I grew up in Winston-Salem, North Carolina before going to the University of North Carolina at Asheville to major in Environmental Studies. After undergrad, I worked in The Great Smoky Mountains National Park doing fish population monitoring. Then after a brief stint at the City of Durham Stormwater Services, I left to go to graduate school at The University of North Carolina at Chapel Hill to study Environmental Science and Engineering. I’ve obtained my MS (’10) and PhD (’15) dissertation under Dr. Marc Serre.
My research is fundamentally grounded in spatial and statistical modeling of exposure,
disease, and risk with a focus on investigating the effects of air and water quality on public
health. The work involves using spatial statistics techniques like land use regression, Kriging, and Bayesian Maximum Entropy (BME) to help determine the sources and extent of contamination in the environment. The end goal is to create maps that aid in decision making related to human and ecological health.
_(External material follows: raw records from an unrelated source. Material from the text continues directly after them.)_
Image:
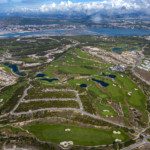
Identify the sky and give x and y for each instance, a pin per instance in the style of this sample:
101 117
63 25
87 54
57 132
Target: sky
88 6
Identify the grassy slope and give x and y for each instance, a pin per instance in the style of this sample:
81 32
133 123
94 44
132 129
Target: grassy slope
79 135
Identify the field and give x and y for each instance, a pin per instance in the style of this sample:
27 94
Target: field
79 135
76 91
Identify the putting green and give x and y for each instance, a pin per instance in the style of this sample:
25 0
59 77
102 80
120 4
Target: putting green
79 135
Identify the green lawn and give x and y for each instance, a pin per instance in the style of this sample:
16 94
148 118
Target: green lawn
79 135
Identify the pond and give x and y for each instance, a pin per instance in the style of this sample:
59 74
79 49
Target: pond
40 75
83 85
49 79
15 69
117 49
111 76
102 83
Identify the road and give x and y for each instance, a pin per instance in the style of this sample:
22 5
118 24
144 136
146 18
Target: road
138 62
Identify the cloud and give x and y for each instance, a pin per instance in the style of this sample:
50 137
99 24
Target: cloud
86 6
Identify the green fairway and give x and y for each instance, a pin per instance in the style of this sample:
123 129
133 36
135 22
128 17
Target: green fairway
79 135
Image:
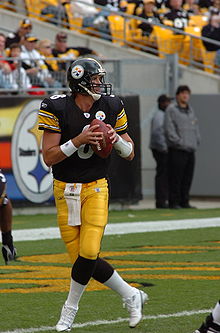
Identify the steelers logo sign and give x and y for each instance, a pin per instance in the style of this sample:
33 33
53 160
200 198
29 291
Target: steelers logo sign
77 72
100 115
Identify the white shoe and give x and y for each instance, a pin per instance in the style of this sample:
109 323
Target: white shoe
67 317
134 305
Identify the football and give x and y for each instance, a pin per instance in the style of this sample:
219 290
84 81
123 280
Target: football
104 148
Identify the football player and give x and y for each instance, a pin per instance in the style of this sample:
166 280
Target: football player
81 187
8 250
212 322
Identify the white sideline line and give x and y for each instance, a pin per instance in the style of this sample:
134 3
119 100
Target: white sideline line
110 322
121 228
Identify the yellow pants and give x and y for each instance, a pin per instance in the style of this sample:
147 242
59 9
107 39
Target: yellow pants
85 239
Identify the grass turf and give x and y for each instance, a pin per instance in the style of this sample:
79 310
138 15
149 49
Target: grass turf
178 269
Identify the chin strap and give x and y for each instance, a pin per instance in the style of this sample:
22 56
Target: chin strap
94 96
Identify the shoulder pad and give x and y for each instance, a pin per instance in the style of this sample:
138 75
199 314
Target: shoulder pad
11 35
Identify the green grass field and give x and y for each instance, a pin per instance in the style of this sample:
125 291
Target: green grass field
178 269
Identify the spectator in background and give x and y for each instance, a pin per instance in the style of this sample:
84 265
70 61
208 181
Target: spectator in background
8 250
158 146
54 10
35 66
149 14
177 17
183 138
65 53
45 49
18 77
5 70
212 31
214 9
84 9
212 322
192 7
24 29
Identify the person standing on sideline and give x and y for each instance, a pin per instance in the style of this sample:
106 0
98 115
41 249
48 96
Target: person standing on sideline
158 146
8 250
81 186
212 322
183 138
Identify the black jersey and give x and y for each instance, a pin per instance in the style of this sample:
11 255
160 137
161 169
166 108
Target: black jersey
60 114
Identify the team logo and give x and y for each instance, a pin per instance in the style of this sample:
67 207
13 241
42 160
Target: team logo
77 72
31 173
86 115
100 115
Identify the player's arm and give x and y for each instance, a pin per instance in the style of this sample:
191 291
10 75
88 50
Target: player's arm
123 144
54 153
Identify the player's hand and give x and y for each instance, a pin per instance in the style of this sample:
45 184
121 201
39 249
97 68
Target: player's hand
88 136
112 133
I was also the Teaching Assistant for 5 years running for Temporal GIS, a course in Environmental Science and Engineering, taught by Dr. Serre. The course focuses on mapping environmental or health related variables across space and time using geostatistical methods such as Kriging and BME.
I am now the Kravis Postdoctoral Fellow at the Environmental Defense Fund and The University of Texas at Austin. Based in Austin, this work now involves fine spatial scale modeling of air quality using mobile monitoring.
I am recently married to my better half, Dr. Julia Rager, who is a rising star in the toxicology and genetics field. In my spare time I enjoy playing soccer, basketball, golf and all things outdoors including fly fishing and deer hunting.